Prediction is a core technique in coding. Consider the example in Fig. 2. In the process of encoding the frame at time t, if the frame at time t-1 has a similar pattern, then only the difference (the prediction residual) between that pattern (the prediction signal) and the source signal, is sent. This concept of using information that is already at the decoder to efficiently compress information is called prediction. Between t-1 and t, the character shown in Fig. 2 moved one block position to the left. When an object moves during the time between one image and the next, a motion vector indicating the amount of movement is sent to the decoder, indicating its predicted position. For objects that do not move, like the cloud shown in the figure, no motion vector needs to be sent. Prediction that spans images in this way is called inter prediction (prediction between images). In contrast, prediction done within an image is called intra prediction (within an image). For example, as shown by the red box enclosing the cloud in Fig. 2, the block to the left is already present at the decoder, so coding is performed using a copy of the pixels on the left as the prediction signal and taking the difference between those values and the source signal. The intra/inter prediction in Fig. 1 is able to significantly reduce the amount of information using these processes, so it has become a core coding technology.

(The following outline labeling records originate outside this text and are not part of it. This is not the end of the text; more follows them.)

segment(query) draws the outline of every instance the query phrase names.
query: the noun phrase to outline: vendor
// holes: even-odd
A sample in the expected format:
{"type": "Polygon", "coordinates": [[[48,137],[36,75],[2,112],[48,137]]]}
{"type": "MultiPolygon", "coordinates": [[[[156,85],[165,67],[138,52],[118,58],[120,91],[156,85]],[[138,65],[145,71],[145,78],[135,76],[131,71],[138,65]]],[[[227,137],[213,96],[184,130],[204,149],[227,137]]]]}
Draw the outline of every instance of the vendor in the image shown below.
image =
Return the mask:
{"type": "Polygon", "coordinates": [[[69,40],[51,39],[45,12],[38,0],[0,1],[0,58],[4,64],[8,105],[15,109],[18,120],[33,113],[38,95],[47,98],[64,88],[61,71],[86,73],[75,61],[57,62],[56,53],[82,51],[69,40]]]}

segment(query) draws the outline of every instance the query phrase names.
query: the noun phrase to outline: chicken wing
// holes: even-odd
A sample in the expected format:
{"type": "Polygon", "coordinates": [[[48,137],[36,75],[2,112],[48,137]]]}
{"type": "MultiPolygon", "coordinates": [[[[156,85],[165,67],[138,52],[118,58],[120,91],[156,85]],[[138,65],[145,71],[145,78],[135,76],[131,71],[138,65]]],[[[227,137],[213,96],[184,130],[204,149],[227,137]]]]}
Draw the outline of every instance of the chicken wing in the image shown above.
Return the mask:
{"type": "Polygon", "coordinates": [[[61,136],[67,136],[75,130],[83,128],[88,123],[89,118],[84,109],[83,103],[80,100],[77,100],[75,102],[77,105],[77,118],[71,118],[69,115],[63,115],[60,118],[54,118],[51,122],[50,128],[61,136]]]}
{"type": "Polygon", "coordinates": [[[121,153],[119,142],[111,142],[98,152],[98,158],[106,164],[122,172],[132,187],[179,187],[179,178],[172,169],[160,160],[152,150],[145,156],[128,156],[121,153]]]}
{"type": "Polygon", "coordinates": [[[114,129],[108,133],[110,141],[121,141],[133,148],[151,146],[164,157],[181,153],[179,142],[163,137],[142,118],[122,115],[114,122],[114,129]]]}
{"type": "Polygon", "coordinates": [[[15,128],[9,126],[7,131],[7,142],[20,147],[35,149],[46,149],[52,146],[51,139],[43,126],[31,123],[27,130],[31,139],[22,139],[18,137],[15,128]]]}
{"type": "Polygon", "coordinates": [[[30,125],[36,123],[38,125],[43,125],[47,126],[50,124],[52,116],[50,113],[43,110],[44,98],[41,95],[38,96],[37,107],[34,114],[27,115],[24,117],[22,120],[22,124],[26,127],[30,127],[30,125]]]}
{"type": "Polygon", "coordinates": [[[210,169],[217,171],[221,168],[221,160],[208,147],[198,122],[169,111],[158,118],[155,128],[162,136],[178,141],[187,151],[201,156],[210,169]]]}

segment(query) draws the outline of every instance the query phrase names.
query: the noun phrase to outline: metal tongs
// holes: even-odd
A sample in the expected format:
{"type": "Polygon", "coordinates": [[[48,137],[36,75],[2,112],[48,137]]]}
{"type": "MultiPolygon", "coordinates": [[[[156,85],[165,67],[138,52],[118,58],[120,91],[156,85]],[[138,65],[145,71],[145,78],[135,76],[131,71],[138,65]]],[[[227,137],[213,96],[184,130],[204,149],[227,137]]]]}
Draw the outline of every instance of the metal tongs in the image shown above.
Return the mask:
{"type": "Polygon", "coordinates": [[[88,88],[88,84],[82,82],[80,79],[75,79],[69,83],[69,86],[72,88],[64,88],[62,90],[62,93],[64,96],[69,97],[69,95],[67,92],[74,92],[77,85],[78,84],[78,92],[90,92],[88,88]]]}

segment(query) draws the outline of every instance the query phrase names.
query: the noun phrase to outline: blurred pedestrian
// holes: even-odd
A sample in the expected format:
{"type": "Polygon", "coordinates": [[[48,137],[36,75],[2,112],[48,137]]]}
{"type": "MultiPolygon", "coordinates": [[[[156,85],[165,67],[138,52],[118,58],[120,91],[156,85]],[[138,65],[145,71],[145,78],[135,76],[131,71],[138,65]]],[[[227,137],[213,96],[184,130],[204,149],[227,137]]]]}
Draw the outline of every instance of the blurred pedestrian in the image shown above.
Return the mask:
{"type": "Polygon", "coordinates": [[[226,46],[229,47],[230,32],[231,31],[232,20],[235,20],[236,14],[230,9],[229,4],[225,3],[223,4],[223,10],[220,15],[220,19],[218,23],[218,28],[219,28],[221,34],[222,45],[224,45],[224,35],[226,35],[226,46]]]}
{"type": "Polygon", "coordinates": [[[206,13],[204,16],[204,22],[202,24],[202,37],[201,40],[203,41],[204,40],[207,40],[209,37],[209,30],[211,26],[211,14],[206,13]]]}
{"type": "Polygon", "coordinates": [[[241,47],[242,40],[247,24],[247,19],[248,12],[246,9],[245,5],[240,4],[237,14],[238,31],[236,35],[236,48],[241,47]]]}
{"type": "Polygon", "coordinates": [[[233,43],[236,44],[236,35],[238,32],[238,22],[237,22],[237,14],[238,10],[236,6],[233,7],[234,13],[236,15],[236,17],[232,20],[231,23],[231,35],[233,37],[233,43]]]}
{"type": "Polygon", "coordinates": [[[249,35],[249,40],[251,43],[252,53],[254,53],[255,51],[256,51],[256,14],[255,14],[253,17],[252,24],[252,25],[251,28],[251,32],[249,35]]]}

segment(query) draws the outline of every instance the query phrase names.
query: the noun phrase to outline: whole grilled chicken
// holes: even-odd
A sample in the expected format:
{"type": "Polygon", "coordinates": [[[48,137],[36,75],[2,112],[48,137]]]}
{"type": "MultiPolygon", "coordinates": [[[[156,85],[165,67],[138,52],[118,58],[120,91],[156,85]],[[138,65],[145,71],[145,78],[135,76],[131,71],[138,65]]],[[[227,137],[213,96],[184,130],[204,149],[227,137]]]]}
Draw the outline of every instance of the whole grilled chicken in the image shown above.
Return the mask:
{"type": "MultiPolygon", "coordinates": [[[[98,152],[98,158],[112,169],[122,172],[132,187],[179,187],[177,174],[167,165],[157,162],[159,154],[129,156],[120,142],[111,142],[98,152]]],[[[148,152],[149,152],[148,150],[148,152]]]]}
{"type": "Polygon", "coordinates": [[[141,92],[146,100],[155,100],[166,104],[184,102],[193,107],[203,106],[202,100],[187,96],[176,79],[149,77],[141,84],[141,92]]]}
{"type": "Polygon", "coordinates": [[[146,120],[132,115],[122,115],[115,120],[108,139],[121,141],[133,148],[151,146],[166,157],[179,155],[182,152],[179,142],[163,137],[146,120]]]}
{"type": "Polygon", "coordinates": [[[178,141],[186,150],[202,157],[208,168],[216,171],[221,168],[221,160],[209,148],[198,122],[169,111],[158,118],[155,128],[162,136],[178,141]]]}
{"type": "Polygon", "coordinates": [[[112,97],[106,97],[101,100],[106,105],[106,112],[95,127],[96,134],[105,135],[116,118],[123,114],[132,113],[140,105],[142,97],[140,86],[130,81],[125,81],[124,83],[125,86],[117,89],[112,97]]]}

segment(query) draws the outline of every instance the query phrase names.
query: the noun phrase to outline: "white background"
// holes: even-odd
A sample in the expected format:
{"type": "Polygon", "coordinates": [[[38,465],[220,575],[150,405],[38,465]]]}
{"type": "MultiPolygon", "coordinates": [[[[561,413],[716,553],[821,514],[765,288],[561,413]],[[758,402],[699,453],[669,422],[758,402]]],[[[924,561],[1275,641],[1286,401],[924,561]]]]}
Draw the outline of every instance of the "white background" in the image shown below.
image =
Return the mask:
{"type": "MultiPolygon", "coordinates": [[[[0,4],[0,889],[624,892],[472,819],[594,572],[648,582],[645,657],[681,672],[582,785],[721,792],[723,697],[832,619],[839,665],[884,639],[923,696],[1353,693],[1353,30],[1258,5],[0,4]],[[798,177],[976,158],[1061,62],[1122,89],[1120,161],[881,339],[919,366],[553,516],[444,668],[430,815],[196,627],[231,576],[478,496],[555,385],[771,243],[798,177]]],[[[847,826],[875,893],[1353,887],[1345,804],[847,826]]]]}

Fig. 2. Prediction overview.

After the prediction process, an orthogonal transform is performed on the prediction residual signal, which converts it to a signal that can be compressed still further. When the signal is transformed into a different signal space called the frequency domain, efficient compression can be achieved by preserving the low frequency components, which express the basic structure of the pattern, and dropping the high-frequency components (Fig. 3).


Fig. 3. Orthogonal transform overview.

3.2 New features of HEVC

The differences between HEVC and conventional H.264/AVC are summarized in Table 2 [3]. H.264/AVC performs coding in units of 16 × 16 pixel blocks called macro-blocks, while HEVC does so in blocks of up to 64 × 64 pixels called coding units (CUs). CUs are partitioned into a quad-tree structure, with the leaf elements independently partitioned into prediction units (PUs), which are the unit for prediction, and transform units (TUs), which are the unit for orthogonal transforms. Processing in large units such as the 32 × 32 transforms or 64 × 64 predictions was not possible with H.264/AVC. These large units enable efficient compression, particularly for high-resolution images ((1)–(5) in Table 2 and Fig. 4).

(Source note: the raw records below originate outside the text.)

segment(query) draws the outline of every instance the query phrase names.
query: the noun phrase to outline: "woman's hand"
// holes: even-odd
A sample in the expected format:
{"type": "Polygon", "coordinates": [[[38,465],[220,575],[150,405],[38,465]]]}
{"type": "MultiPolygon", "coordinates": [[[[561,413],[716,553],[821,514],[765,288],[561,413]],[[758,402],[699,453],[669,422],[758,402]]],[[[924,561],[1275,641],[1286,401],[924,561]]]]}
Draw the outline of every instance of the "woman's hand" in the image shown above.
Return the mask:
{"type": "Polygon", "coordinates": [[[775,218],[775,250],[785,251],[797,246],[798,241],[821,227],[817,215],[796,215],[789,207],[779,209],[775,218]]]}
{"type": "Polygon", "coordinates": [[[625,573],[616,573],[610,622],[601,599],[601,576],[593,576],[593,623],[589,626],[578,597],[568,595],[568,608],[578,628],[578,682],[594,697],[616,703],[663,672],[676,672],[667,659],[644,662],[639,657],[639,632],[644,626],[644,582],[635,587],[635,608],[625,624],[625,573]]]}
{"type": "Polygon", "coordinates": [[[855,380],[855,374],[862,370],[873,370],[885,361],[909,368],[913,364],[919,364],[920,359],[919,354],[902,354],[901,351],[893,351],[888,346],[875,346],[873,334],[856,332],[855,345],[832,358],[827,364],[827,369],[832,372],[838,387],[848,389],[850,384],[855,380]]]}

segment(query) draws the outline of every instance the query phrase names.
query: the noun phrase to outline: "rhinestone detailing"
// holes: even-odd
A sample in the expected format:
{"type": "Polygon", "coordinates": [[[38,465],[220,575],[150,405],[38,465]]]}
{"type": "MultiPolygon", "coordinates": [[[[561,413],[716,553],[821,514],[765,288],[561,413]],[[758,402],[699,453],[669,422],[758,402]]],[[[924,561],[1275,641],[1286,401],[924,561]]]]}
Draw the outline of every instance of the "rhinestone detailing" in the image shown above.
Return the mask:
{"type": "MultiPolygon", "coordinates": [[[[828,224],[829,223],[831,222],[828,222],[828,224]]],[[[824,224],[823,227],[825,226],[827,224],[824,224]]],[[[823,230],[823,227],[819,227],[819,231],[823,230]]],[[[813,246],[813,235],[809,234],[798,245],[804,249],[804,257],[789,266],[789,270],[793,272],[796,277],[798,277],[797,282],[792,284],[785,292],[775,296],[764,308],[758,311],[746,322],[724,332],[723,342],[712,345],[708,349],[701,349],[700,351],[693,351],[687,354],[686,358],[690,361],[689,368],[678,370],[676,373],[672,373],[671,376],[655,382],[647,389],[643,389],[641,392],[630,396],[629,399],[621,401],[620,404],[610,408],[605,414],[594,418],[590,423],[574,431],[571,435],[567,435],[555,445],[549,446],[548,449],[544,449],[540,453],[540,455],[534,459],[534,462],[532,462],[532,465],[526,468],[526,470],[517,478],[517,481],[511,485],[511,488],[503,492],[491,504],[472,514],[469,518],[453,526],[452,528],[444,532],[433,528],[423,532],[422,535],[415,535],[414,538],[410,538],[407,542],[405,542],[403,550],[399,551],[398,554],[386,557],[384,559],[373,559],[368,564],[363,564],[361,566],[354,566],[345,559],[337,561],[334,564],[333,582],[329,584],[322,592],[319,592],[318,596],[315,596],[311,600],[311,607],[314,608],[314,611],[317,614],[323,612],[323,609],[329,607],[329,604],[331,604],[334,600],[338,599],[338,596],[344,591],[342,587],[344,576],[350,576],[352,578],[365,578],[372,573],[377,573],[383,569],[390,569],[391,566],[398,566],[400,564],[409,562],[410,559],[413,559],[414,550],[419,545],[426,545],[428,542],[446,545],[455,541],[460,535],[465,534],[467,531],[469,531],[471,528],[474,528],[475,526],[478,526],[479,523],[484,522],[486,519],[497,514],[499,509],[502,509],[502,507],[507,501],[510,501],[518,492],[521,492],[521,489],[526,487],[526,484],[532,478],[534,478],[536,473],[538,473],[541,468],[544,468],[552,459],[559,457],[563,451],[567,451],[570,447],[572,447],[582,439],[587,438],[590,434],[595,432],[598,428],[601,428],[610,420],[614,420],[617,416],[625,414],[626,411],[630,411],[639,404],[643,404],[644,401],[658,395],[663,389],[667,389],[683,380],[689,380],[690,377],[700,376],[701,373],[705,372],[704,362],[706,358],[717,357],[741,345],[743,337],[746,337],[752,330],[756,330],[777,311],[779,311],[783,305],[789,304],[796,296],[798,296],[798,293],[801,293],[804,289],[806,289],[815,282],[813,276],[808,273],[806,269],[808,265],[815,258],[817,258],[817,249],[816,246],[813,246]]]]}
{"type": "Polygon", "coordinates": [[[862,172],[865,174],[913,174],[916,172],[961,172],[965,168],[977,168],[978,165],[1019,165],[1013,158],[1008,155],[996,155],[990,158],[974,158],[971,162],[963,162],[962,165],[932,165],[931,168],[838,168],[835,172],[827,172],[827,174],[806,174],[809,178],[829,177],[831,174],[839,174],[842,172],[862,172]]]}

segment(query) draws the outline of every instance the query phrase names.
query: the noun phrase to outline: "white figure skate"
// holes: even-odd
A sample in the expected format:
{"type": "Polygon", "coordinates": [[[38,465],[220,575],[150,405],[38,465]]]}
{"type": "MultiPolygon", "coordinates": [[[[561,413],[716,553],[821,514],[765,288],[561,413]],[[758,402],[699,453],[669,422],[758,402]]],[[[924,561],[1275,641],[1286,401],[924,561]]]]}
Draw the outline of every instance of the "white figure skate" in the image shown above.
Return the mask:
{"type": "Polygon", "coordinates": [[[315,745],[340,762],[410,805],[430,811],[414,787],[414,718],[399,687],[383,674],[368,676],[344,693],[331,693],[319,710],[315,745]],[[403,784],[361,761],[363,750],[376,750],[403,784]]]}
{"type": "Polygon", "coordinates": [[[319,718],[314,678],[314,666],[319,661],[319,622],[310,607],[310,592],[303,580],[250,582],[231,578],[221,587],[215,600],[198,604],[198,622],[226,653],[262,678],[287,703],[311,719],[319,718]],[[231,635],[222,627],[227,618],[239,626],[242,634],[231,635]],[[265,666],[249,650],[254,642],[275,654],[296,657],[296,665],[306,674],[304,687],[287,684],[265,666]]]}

Table 2. Comparison of H.264/AVC and HEVC coding technologies.


Fig. 4. HEVC flexible processing structure.

For inter prediction, a scheme has been introduced that enables more accurate prediction signals to be generated. The process of creating signals for objects whose movement cannot be expressed in integer pixel motions is called interpolation, and prediction performance was improved by increasing the number of taps on the interpolation filter to express the motion more accurately ((6) in Table 2), and by improving the prediction methods for the motion vectors themselves ((7) in Table 2). For intra prediction, performance was improved by using approaches such as greatly increasing the number of prediction directions and by applying smoothing filters adaptively when copying the source pixels, depending on the block size or direction ((8) in Table 2).

Context-based Adaptive Binary Arithmetic Coding (CABAC) is used uniformly ((9) in Table 2) as entropy coding to binary-encode the information. Also, the bit depth of the input video is increased by bit-shifting it to the left, and this value is used in the coding loop and in orthogonal transform processing. This reduces rounding errors in orthogonal transformation and increases coding efficiency for intra and inter prediction ((10) in Table 2).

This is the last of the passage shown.